GitHub issue · Closed

Metadata
Source
tuist/tuist #11270
Updated
Jun 24, 2026
Domains
Kura
Details

What changed

Managed Kura regions now mint environment-scoped public hostnames. Non-production deployments insert an env suffix on the leftmost label (-staging / -canary); production is unchanged:

Env Host
production acme-eu-central-1.kura.tuist.dev
staging acme-eu-central-1-staging.kura.tuist.dev
canary acme-eu-central-1-canary.kura.tuist.dev

The suffix is derived from Tuist.Environment.env() and woven into the host templates in Tuist.Kura.Regions. Hosts stay inside the existing *.kura.tuist.dev Cloudflare zone, so no new DNS hierarchy is introduced.

Three coordinated changes:

  1. regions.ex{env_suffix} token in the managed-region public/gRPC host templates, filled per environment.
  2. kubernetes_controller.ex — bump @manifest_revision so the reconciler re-applies already-provisioned KuraInstances with the new host.
  3. Migration 20260613120000_prune_stale_kura_cache_endpoints — env-gated (staging/canary only) one-shot prune of the stale account_cache_endpoints rows the host change leaves behind.

Why / root cause

The host templates were hardcoded to kura.tuist.dev, and the only interpolated variables — account handle and cluster_id — are identical across environments.

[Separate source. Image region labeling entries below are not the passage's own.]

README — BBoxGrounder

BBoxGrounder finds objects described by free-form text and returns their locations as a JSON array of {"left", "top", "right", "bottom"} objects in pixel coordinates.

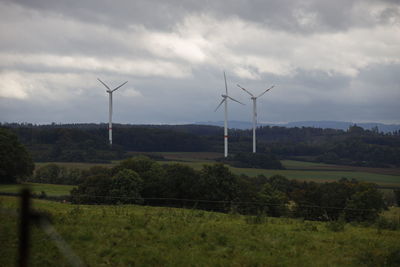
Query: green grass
[
  {"left": 160, "top": 161, "right": 400, "bottom": 187},
  {"left": 32, "top": 156, "right": 400, "bottom": 187},
  {"left": 35, "top": 161, "right": 118, "bottom": 170},
  {"left": 0, "top": 183, "right": 74, "bottom": 196},
  {"left": 0, "top": 197, "right": 400, "bottom": 266}
]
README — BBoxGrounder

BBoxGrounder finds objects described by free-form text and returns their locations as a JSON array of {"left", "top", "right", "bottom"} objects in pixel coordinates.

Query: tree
[
  {"left": 164, "top": 163, "right": 201, "bottom": 199},
  {"left": 112, "top": 156, "right": 165, "bottom": 198},
  {"left": 0, "top": 128, "right": 34, "bottom": 184},
  {"left": 200, "top": 163, "right": 239, "bottom": 201},
  {"left": 110, "top": 169, "right": 143, "bottom": 203},
  {"left": 257, "top": 184, "right": 288, "bottom": 217}
]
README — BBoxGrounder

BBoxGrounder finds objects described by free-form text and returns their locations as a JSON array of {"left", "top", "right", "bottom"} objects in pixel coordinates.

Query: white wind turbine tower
[
  {"left": 237, "top": 84, "right": 275, "bottom": 153},
  {"left": 97, "top": 78, "right": 128, "bottom": 146},
  {"left": 214, "top": 72, "right": 244, "bottom": 158}
]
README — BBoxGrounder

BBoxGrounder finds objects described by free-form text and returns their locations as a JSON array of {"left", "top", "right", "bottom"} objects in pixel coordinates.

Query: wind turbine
[
  {"left": 237, "top": 84, "right": 275, "bottom": 153},
  {"left": 97, "top": 78, "right": 128, "bottom": 146},
  {"left": 214, "top": 71, "right": 244, "bottom": 158}
]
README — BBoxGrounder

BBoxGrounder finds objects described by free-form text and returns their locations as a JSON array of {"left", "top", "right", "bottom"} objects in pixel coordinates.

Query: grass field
[
  {"left": 0, "top": 197, "right": 400, "bottom": 266},
  {"left": 0, "top": 183, "right": 74, "bottom": 196},
  {"left": 36, "top": 152, "right": 400, "bottom": 187}
]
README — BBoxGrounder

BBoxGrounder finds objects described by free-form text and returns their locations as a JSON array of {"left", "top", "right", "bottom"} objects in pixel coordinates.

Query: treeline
[
  {"left": 2, "top": 124, "right": 400, "bottom": 167},
  {"left": 33, "top": 156, "right": 394, "bottom": 221}
]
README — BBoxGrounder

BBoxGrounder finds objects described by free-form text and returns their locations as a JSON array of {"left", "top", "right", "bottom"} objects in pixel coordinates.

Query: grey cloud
[{"left": 0, "top": 0, "right": 400, "bottom": 123}]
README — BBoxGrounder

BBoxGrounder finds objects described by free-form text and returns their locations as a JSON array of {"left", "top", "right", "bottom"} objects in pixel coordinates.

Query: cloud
[{"left": 0, "top": 0, "right": 400, "bottom": 123}]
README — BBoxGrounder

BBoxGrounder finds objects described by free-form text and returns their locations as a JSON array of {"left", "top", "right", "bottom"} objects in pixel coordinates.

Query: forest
[{"left": 0, "top": 123, "right": 400, "bottom": 167}]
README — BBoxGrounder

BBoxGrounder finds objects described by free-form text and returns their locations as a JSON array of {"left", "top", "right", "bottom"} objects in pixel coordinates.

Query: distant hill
[{"left": 195, "top": 121, "right": 400, "bottom": 133}]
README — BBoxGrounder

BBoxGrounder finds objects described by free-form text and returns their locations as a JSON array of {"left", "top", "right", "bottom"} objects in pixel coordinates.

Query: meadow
[
  {"left": 0, "top": 197, "right": 400, "bottom": 266},
  {"left": 31, "top": 152, "right": 400, "bottom": 188},
  {"left": 0, "top": 183, "right": 74, "bottom": 196}
]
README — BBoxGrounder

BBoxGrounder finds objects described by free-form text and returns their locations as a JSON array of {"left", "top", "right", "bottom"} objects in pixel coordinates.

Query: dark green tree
[
  {"left": 110, "top": 169, "right": 143, "bottom": 203},
  {"left": 0, "top": 128, "right": 34, "bottom": 184}
]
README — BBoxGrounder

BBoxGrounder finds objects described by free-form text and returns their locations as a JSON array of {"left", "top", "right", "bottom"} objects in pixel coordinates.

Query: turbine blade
[
  {"left": 236, "top": 84, "right": 254, "bottom": 97},
  {"left": 224, "top": 71, "right": 228, "bottom": 95},
  {"left": 257, "top": 85, "right": 275, "bottom": 98},
  {"left": 214, "top": 98, "right": 226, "bottom": 112},
  {"left": 228, "top": 96, "right": 245, "bottom": 105},
  {"left": 97, "top": 78, "right": 111, "bottom": 91},
  {"left": 111, "top": 81, "right": 128, "bottom": 92}
]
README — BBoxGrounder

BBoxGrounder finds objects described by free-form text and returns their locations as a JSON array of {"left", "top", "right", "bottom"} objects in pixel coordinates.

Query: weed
[{"left": 325, "top": 220, "right": 346, "bottom": 232}]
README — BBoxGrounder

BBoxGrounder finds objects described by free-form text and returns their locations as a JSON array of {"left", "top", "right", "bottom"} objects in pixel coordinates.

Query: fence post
[{"left": 18, "top": 188, "right": 31, "bottom": 267}]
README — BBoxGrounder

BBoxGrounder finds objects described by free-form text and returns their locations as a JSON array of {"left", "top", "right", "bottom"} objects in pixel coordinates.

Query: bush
[
  {"left": 71, "top": 169, "right": 143, "bottom": 204},
  {"left": 0, "top": 128, "right": 34, "bottom": 184}
]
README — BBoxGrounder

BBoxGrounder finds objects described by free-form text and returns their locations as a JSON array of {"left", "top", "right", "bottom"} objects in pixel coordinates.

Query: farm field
[
  {"left": 160, "top": 161, "right": 400, "bottom": 187},
  {"left": 0, "top": 183, "right": 74, "bottom": 196},
  {"left": 0, "top": 197, "right": 400, "bottom": 266},
  {"left": 32, "top": 152, "right": 400, "bottom": 187}
]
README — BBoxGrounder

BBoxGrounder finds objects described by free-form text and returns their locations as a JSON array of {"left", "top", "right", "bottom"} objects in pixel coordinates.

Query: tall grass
[{"left": 0, "top": 197, "right": 400, "bottom": 266}]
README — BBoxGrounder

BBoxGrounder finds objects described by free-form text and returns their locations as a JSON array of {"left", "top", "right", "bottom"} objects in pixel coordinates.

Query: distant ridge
[{"left": 195, "top": 121, "right": 400, "bottom": 133}]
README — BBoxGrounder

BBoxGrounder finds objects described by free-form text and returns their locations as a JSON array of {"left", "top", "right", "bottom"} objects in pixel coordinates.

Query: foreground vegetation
[
  {"left": 0, "top": 197, "right": 400, "bottom": 266},
  {"left": 0, "top": 183, "right": 74, "bottom": 197}
]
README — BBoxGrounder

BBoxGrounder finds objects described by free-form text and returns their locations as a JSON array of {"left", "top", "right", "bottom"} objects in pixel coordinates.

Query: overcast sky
[{"left": 0, "top": 0, "right": 400, "bottom": 124}]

The managed eu-central region is exposed in staging, canary, and production (TUIST_KURA_AVAILABLE_REGIONS), and its cluster_id is eu-central-1 everywhere. So every environment produced the same hostname for a given account, e.g. tuist-eu-central-1.kura.tuist.dev.

external-dns syncs each cluster’s Ingress hosts into the shared tuist.dev Cloudflare zone, with per-cluster TXT ownership (txtOwnerId=<cluster>-platform, policy: sync). With the same record name desired by multiple clusters, the TXT registry makes the outcome deterministic: whichever cluster registered the record first owns it; the others see a foreign owner and back off. So the name resolved to a single cluster — production, which long predates staging exposing eu-central — and the staging/canary node was shadowed: its UI displayed the host, but the name resolved to production (a cross-environment data path). It did not round-robin or flap.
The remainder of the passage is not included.